Una reflexión sobre la independencia de Catalunya

27/02/2013

Joaquín Pérez Azaústre.

No voy a empezar dando una opinión sobre la independencia de Catalunya, sobre su posible legitimación jurídica –aunque, por ahora, inconstitucional- desde un punto de vista de Derecho natural, como tampoco voy a hablar, todavía, sobre su más que discutible sentido de la oportunidad. Sí lanzo una pregunta: ¿qué territorio español nos parece lo más alejado, lo más opuesto, a los llamados nacionalismos históricos? No me refiero a regiones que no sientan también sus tradiciones, las vivan y las mimen, no me refiero a una falta de conciencia cultural, sino a la necesidad apremiante de poner esa identidad en el disparadero de salida de cualquier discurso. Una vez que escojamos, cada cual, la comunidad que nos sirva como ejemplo, imaginemos qué ocurriría con ella si durante treinta años de legislación y de gobierno autonómico se hubieran empleado todos los medios posibles, desde los contenidos educativos hasta la manera de concebir la lengua, para favorecer el sentimiento de una necesidad de independencia geográfica.

A nadie se le ocurre imaginarse una Andalucía, por poner un ejemplo cercano, subida al carro del independentismo. Ni siquiera a una Andalucía más próspera, mucho más rica industrialmente. Pero no pongamos la mano en el fuego por la sensibilidad de ninguna población: el relato de la Historia nos ha dado suficientes ejemplos de cómo una política perversa puede hacer germinar la versión más nociva de un pueblo apelando sus peores sentimientos. En el caso de Cataluña, a pesar de su historicismo o de la represión durante el franquismo, mis dudas se mantienen aún intactas, porque ese espíritu independentista de hoy, independientemente de su legitimidad o de su deuda más que probable con el descontento ciudadano, parece haber sido dirigido desde las estructuras del poder político. Y escribo poder político, y no poder a secas, porque el sector empresarial catalán es consciente del desastre que supondría la independencia.

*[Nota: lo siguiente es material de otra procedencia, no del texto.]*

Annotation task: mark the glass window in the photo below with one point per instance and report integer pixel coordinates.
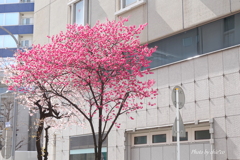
(79, 13)
(140, 140)
(12, 1)
(204, 39)
(174, 139)
(1, 19)
(11, 18)
(204, 134)
(228, 23)
(1, 41)
(82, 148)
(7, 41)
(128, 2)
(160, 138)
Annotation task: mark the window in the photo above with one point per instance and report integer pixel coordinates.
(174, 139)
(9, 1)
(9, 19)
(82, 147)
(79, 11)
(160, 138)
(27, 21)
(140, 140)
(6, 41)
(203, 134)
(228, 23)
(197, 41)
(125, 5)
(26, 1)
(128, 2)
(26, 43)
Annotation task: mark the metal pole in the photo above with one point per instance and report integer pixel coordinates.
(14, 106)
(178, 135)
(14, 127)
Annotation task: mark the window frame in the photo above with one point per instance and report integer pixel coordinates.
(72, 4)
(191, 136)
(123, 9)
(167, 132)
(200, 129)
(4, 19)
(139, 135)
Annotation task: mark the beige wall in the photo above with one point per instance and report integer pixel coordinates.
(164, 18)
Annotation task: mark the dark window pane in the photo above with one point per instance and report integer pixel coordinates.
(174, 139)
(128, 2)
(228, 23)
(160, 138)
(202, 135)
(84, 142)
(140, 140)
(79, 13)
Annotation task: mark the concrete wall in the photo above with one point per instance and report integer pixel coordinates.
(164, 18)
(23, 155)
(211, 82)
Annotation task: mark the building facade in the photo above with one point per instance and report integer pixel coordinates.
(198, 49)
(16, 19)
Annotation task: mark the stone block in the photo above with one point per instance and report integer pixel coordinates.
(175, 74)
(163, 97)
(152, 117)
(231, 84)
(233, 126)
(163, 77)
(219, 127)
(163, 115)
(202, 110)
(112, 152)
(198, 11)
(202, 90)
(188, 112)
(65, 143)
(187, 68)
(230, 60)
(145, 153)
(221, 146)
(141, 118)
(164, 17)
(58, 21)
(217, 108)
(233, 148)
(188, 89)
(169, 152)
(156, 153)
(195, 149)
(215, 64)
(120, 137)
(112, 138)
(135, 153)
(216, 87)
(154, 77)
(131, 123)
(232, 105)
(184, 150)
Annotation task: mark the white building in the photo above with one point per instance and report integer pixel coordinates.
(198, 49)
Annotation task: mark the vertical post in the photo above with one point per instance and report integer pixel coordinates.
(178, 133)
(15, 110)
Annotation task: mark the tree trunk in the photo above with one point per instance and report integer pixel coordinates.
(46, 143)
(38, 140)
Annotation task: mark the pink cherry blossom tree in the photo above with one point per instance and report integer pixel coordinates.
(99, 65)
(47, 106)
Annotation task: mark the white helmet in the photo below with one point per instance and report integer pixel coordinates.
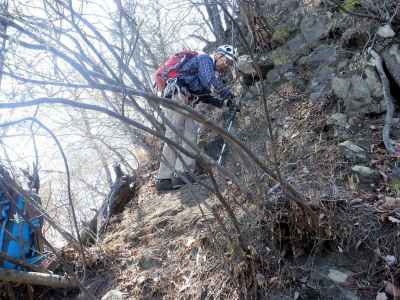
(228, 51)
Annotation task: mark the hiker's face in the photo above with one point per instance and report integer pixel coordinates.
(222, 63)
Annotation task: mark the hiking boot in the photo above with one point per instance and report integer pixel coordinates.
(178, 182)
(163, 185)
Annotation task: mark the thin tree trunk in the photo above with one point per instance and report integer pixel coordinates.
(3, 42)
(35, 278)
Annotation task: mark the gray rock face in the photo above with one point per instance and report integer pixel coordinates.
(341, 125)
(298, 47)
(113, 295)
(341, 87)
(338, 119)
(323, 55)
(315, 28)
(360, 95)
(386, 31)
(391, 57)
(365, 173)
(353, 152)
(245, 65)
(320, 85)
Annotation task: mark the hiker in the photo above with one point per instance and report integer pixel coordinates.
(194, 80)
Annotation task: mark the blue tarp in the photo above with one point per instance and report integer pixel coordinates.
(18, 232)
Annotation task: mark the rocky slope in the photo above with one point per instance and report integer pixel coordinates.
(328, 108)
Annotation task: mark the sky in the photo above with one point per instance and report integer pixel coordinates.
(17, 141)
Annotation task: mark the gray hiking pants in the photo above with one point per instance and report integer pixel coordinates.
(186, 127)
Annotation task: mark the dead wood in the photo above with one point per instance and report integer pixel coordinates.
(36, 278)
(122, 191)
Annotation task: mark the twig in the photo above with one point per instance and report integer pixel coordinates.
(389, 101)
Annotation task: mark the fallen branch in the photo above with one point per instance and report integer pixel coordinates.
(390, 145)
(22, 263)
(122, 191)
(35, 278)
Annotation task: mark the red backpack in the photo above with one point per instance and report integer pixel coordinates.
(170, 68)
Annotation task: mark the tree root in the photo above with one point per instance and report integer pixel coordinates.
(391, 146)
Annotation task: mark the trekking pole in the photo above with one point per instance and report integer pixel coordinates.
(228, 129)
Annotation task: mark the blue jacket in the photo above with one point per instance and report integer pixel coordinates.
(198, 75)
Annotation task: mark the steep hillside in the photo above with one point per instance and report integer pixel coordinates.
(327, 108)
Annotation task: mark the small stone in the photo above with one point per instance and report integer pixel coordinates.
(148, 261)
(386, 31)
(341, 87)
(366, 172)
(353, 152)
(338, 119)
(381, 296)
(113, 295)
(390, 260)
(337, 276)
(305, 170)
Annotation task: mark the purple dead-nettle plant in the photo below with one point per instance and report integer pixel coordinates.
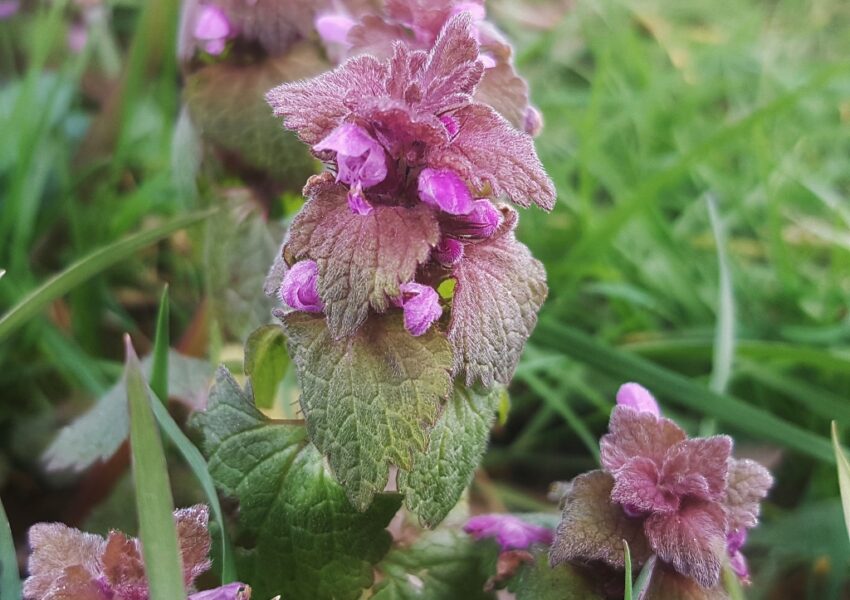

Aunque sea inconstitucional -nada tan temporal como las constituciones, aunque la nuestra, tan imperfecta, nos haya traído treinta años de paz cívica-, nadie puede negar a ningún pueblo su derecho a asumir su propio destino. Otra cosa es cómo se resuelve el contrato de convivencia, como en toda relación, con la otra parte. Porque si bien es cierto que Cataluña ha sido crucial en el crecimiento orgánico de España, también España ha sido fundamental para el desarrollo estructural de Catalunya. La relación puede disolverse como cualquier sociedad, como un matrimonio: se suma el patrimonio, se estudia la aportación de cada parte y se divide proporcionalmente. Esto puede ser un futuro cercano, y desde el punto de vista jurídico, como enseña la Historia, no hay constitución que pueda mantenerse por encima de deseo y el Derecho de los pueblos.

La pregunta es: ¿se someterá la población catalana a la manipulación de la que está siendo víctima por parte del Gobierno de Artur Mas, para encubrir una gestión nefasta durante su último mandato? ¿Y desea realmente la independencia? Ésta es la pregunta, no si la independencia es legítima o no, con su carga histórica desde antes del Estatut con la República. La separación radical, enconada, enfrentada, entre el nosotros y el ellos, no está tampoco en el ahora, y puede ser –ya es- la semilla de una agresividad territorial abocada al abismo.